Mes chers collègues, nous ne pouvons pas atteindre le résultat recherché par les pouvoirs publics sans système d’information, parce qu’on ne peut pas traiter 700 000 dossiers en se reposant sur une méthode manuelle, comme dans les années 1950, alors que nous disposons aujourd’hui d’outils plus efficaces.

Or ce dispositif ne peut pas être mis en œuvre si nous ne votons pas l’extension de l’obligation de secret à d’autres personnes que les médecins. Car il va de soi que les agents de l’assurance maladie qui concourront au bon fonctionnement du dispositif seront eux aussi assujettis au secret – mais pas le secret du médecin.

Telles sont les raisons pour lesquelles je demande au Sénat de ne pas adopter ces amendements.

Debut de section - Permalien
Olivier Véran

Je le répète une fois encore : l’article 6 n’est pas StopCovid.

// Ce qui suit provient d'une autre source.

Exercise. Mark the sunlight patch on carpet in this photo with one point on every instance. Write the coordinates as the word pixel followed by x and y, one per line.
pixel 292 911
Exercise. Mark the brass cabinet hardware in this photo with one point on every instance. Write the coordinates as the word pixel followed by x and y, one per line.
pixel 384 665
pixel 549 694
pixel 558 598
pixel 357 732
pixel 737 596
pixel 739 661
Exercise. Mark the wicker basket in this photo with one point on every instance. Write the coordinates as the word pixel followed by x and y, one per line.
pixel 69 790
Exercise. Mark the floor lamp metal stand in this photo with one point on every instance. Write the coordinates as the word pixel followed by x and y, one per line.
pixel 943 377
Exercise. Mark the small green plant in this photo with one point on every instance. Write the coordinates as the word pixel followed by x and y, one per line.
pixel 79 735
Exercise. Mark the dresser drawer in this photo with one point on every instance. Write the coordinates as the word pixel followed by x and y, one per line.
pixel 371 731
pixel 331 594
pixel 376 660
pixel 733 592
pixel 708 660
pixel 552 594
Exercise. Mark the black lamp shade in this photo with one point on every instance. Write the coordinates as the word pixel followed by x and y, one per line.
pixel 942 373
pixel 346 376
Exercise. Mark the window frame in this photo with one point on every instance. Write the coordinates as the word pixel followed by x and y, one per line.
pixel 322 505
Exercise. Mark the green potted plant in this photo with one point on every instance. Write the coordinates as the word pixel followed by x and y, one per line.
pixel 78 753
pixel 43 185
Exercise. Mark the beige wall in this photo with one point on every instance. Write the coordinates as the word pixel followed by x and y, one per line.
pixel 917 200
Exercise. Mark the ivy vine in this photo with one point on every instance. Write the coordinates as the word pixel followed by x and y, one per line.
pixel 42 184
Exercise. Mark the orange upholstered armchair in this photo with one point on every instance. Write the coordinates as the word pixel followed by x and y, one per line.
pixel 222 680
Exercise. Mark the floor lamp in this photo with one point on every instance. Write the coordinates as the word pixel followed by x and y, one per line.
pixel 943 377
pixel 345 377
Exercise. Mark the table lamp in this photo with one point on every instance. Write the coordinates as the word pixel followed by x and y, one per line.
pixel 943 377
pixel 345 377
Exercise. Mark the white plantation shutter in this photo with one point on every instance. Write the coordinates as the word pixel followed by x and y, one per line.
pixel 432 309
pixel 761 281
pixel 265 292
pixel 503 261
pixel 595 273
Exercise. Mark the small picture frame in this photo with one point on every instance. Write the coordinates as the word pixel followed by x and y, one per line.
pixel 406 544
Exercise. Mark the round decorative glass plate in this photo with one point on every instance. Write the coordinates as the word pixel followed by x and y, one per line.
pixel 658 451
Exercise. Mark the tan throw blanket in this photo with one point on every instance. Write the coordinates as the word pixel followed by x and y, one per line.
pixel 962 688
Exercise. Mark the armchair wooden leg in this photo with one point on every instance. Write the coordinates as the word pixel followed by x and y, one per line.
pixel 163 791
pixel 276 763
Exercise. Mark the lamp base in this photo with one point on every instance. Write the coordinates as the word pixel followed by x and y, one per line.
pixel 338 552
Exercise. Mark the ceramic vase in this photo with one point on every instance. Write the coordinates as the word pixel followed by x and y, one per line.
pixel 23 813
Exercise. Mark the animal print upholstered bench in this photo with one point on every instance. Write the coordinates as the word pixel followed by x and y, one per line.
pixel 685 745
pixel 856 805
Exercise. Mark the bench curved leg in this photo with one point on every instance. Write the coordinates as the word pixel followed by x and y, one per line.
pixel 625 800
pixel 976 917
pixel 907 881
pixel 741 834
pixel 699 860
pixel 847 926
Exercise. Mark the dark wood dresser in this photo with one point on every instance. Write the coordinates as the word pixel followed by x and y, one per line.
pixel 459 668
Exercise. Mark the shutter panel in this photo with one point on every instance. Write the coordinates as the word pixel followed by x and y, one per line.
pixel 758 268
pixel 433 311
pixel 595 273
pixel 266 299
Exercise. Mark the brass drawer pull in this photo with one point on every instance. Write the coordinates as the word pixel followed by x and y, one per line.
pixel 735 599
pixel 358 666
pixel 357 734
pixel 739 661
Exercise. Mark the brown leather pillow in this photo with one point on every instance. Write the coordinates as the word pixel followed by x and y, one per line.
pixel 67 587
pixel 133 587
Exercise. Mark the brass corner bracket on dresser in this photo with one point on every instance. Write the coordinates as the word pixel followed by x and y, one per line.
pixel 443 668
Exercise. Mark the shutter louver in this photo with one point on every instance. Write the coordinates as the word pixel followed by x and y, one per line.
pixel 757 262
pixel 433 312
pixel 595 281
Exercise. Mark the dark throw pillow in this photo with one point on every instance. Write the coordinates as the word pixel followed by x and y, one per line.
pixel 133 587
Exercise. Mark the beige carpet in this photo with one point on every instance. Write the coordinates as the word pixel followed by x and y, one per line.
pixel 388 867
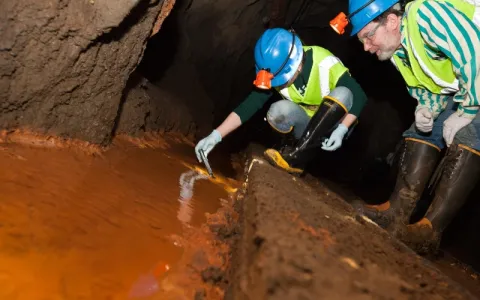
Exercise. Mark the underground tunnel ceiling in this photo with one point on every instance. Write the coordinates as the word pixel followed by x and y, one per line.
pixel 92 74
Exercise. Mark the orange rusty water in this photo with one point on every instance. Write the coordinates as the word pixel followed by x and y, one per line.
pixel 76 226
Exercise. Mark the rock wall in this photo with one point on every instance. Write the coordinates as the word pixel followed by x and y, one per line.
pixel 147 108
pixel 65 63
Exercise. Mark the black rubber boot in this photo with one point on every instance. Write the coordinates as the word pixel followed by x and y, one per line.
pixel 327 117
pixel 417 161
pixel 459 176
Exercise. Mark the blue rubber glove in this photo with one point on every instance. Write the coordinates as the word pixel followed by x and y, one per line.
pixel 207 144
pixel 336 138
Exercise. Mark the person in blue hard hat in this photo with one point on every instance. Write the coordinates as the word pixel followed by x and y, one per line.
pixel 319 99
pixel 434 44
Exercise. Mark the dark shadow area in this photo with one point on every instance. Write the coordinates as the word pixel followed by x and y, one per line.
pixel 203 55
pixel 161 48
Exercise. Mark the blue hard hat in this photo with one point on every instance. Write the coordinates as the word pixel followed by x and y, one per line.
pixel 272 52
pixel 360 17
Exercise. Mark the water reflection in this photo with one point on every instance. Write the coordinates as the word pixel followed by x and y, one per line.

Comme je vois certains hocher la tête, j’insisterai tant qu’il faudra : ce n’est pas StopCovid, et les deux dispositifs n’ont rien à voir ! Si un système de type StopCovid devait voir le jour, un nouveau débat parlementaire se tiendrait. Si je vous le dis autant de fois, mesdames, messieurs les sénateurs, c’est tout de même engageant…

Ce que nous vous proposons – un fichier AmeliPro pour le partage d’informations avec un fichier national consacré aux malades – n’est pas nouveau. Plusieurs dispositifs de ce type existent, auxquels ont accès des médecins, mais aussi, par dérogation au secret médical, des salariés de l’assurance maladie, ceux-là mêmes qui vont être amenés à traiter le nouveau fichier de l’assurance maladie pour assurer la protection des personnes dans le cadre de l’épidémie.

Je pense, par exemple, au fichier national des arrêts de travail. Lorsqu’un médecin délivre un arrêt de travail, il en indique le motif, transcrit par des salariés de l’assurance maladie dans le fichier national de l’assurance maladie lié à AmeliePro relatif aux arrêts de travail.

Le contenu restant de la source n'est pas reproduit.